SHOW TITLE: STANDING ON CEREMONY: The Gay Marriage Plays
PRODUCER: The Ensemble Theatre Company
HAILING FROM: Minneapolis
SHOW DESCRIPTION: Join us as we explore the practicalities of gay marriage through four weddings, one funeral, and one nervous breakdown as six couples discuss family, sex, politics, and religion before saying “I do.”
I’ll confess my prejudice up front – I was dismayed to realize that this script was yet another New York import, as opposed to something with a more local bent.
This is an anthology of six plays, the vast bulk of which are – very, very light. Which was also disappointing, as someone hoping for something with a bit more meat to it.

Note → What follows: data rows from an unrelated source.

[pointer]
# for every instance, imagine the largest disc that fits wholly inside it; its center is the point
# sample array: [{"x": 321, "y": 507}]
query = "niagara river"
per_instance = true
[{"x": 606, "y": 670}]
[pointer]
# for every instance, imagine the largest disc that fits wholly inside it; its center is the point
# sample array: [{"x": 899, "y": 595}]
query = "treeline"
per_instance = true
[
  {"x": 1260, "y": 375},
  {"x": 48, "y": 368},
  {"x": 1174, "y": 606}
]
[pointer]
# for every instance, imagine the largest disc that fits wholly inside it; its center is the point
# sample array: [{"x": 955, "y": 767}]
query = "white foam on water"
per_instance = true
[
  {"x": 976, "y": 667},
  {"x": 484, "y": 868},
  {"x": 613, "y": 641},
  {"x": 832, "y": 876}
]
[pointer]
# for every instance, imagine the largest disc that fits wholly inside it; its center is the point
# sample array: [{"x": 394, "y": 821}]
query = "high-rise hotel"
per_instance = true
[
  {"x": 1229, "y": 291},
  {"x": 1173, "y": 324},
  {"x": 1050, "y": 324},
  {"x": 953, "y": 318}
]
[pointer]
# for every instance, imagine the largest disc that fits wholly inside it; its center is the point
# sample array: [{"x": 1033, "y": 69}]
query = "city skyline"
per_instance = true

But that, I suspect, is the point – the very fact that these are generally light, comic, sitcom-y sketches. If there’s an underlying, unifying viewpoint to these, it’s the observation that straight couples and gay couples are virtually indistinguishable in terms of their various relationship anxieties and neuroses. Which is a worthy observation, but I question whether it can sustain an hour.
There were two outliers, both monologues. One was comic, a finely acted speech by a traditional Christian woman that I found to be frustratingly toothless as satire. The other was truly beautiful: a monologue by an older man, eulogizing his partner at his funeral. Of all of the stories, this is the one that contextualized the struggles that these couples have faced over the course of decades, and even had a number of deft literary touches. I was moved.
Otherwise – everything is competently written, competently acted. I just didn’t find that there was all that much there.